Кто-то сзади пришел к нему на помощь:
– Лесенку, наверное, приставляли.
– А не падала с лесенки-то?
– Нет, – грустно тряхнул головой экскурсовод. – Не падала.
Есть странные города, размышляю я, заходя в Латинский квартал, есть странные континенты и страны, очень робкие и невротичные. В них если что-нибудь вылезет, высунется наружу, покрасуется, то обязательно недолго, и тут же болезненно скукоживается, сморщивается, забивается, забирается обратно. Примерно вот так в Петербурге поздней весной из серых и желтых зданий на тротуары выползают рестораны. Выползают столиками, стульями, столовыми приборами, выползают вместе с посетителями, официантами и администраторами. Горожане сидят, едят-пьют, глотают запах бензина, разглядывают пешеходов, брезгливыми жестами отгоняют попрошаек.
Я останавливаюсь. Вот она, знаменитая парижская мечеть. Выступы, углы, зеленый геометрический купол, сложенный из треугольников, высокая зубчатая башня. Зайти – не зайти? Дергаю ручку. Дверь заперта. Тем лучше. Значит, в другой раз.
Я снова начинаю думать о ресторанах. Весной они выползают наружу, а осенью прячутся обратно, туда, откуда вылезли. Осенью в Петербурге прячется всё: люди – в теплую одежду, памятники – в фанерные коробки, зоопарковые животные – в теплые вольеры. И всю зиму тихо сидят себе и не высовываются. В этом есть что-то болезненное, невротическое. Нет, конечно, случается всякое, и что-нибудь, конечно, высунется даже зимой. Например, метровые сосульки, кои иногда появляются под козырьками крыш. Помню, наш прежний губернатор, крупная чувственная женщина, однажды назвала их «сосулями» – видимо, из уважения к огромному свисающему размеру. Москвичи потом долго от смеха в себя прийти не могли. Несколько лет над нами потешались. Припомнили и «куру», и «поребрик», и «гречу», и что-то еще. Все эти вещи москвичи, в отличие от нас, конечно же, называют правильно. И «сосули» – никакое не исключение.
Впрочем, «сосули» тоже исчезают, так же внезапно, как и появляются.

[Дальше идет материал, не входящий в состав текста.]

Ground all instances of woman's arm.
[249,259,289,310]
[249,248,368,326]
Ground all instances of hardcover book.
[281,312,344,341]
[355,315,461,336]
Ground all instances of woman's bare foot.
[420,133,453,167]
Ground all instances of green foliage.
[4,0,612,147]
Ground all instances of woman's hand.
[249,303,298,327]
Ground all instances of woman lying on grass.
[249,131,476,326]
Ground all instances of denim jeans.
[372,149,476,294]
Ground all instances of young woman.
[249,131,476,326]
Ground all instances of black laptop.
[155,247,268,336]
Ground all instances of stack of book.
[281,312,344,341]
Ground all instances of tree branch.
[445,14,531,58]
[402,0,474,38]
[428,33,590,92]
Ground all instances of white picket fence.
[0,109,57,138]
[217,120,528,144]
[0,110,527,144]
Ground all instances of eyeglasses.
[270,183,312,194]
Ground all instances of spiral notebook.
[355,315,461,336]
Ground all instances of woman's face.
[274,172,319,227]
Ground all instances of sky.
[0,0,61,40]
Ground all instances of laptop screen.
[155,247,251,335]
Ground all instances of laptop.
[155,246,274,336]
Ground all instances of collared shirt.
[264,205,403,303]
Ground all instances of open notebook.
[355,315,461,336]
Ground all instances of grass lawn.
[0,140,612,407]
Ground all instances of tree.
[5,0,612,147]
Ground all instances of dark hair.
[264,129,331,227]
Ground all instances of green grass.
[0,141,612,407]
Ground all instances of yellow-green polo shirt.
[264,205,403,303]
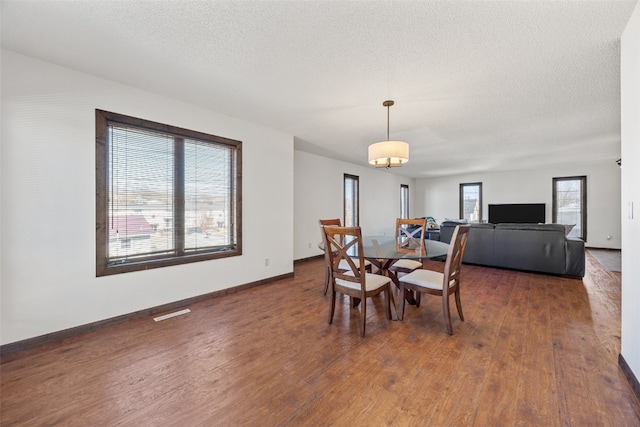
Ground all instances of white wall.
[293,150,415,259]
[620,4,640,380]
[0,51,293,344]
[415,160,622,249]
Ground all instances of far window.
[344,174,360,227]
[460,182,482,222]
[96,110,242,276]
[400,184,409,219]
[552,176,587,242]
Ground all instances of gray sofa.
[440,221,585,278]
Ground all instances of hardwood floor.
[0,254,640,426]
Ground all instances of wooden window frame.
[342,173,360,226]
[95,109,242,277]
[458,182,483,222]
[551,175,587,242]
[400,184,409,219]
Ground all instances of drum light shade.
[369,101,409,168]
[369,141,409,168]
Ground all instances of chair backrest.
[318,218,342,231]
[322,225,366,287]
[444,225,469,287]
[396,218,427,248]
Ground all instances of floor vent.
[153,308,191,322]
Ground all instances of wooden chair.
[398,225,469,335]
[322,225,391,337]
[318,218,371,295]
[389,218,427,276]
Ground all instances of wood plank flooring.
[0,254,640,426]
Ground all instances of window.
[344,173,360,227]
[96,110,242,276]
[460,182,482,222]
[400,184,409,219]
[552,176,587,242]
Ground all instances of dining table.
[340,235,449,320]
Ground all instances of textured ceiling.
[1,0,636,178]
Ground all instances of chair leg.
[329,286,336,324]
[397,282,406,320]
[359,299,367,338]
[456,288,464,322]
[442,290,453,335]
[384,286,391,320]
[323,266,331,295]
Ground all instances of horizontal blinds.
[184,140,234,252]
[107,125,175,263]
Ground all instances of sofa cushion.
[493,224,567,274]
[496,222,565,234]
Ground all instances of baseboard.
[0,272,293,363]
[618,354,640,400]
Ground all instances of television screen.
[489,203,546,224]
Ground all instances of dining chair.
[389,218,427,274]
[318,218,371,295]
[322,225,391,337]
[398,225,469,335]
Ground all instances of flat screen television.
[489,203,546,224]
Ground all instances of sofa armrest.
[565,237,585,277]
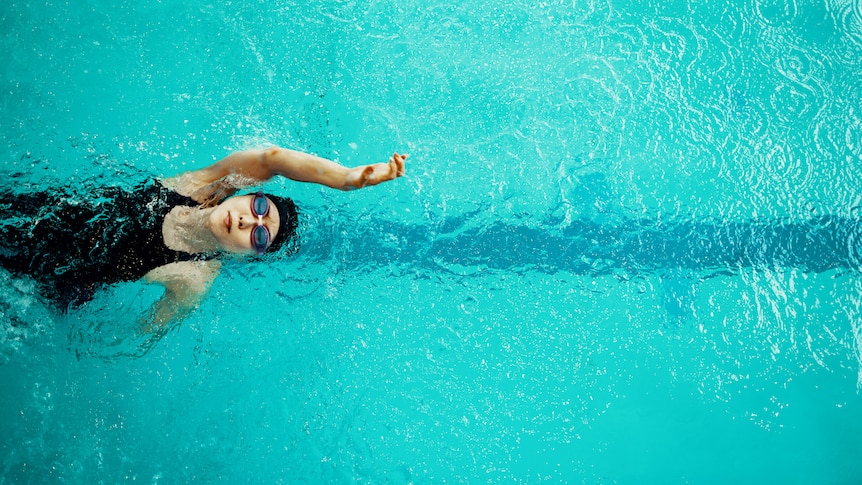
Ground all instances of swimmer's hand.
[344,152,408,190]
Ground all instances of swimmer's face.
[206,195,281,254]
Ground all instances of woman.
[0,147,407,328]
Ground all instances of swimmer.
[0,147,407,330]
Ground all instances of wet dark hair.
[265,194,298,253]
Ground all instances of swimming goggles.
[251,191,271,256]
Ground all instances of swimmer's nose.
[237,216,263,229]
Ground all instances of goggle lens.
[251,192,270,254]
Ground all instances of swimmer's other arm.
[174,147,407,195]
[139,261,221,333]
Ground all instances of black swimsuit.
[0,180,204,308]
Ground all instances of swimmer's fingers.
[389,152,409,178]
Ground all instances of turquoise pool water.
[0,0,862,484]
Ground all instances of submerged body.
[0,147,406,328]
[0,180,210,308]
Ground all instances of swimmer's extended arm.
[140,261,221,333]
[166,147,407,202]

Робко, испуганно, словно косули. Видно – от стыда, от неловкости…
Латинский квартал. Узкие улочки, кафе, кондитерские, блинные, квартира Хемингуэя, квартира Валери Ларбо, где жил Джойс. Интересно, кто сейчас в ней живет? Тоже Джойс? Я ловлю себя на мысли, что здесь, в Париже, всё время отвлекаешься на собственные ощущения, всё время возвращаешься к самому себе, словно читаешь текст Марселя Пруста. Это самое здоровое чтение, какое только можно себе представить, гигантский собор, поставленный автором в честь самого себя, покруче Нотр-Дама. Поставленный только затем, чтобы победить болезнь и неврозы.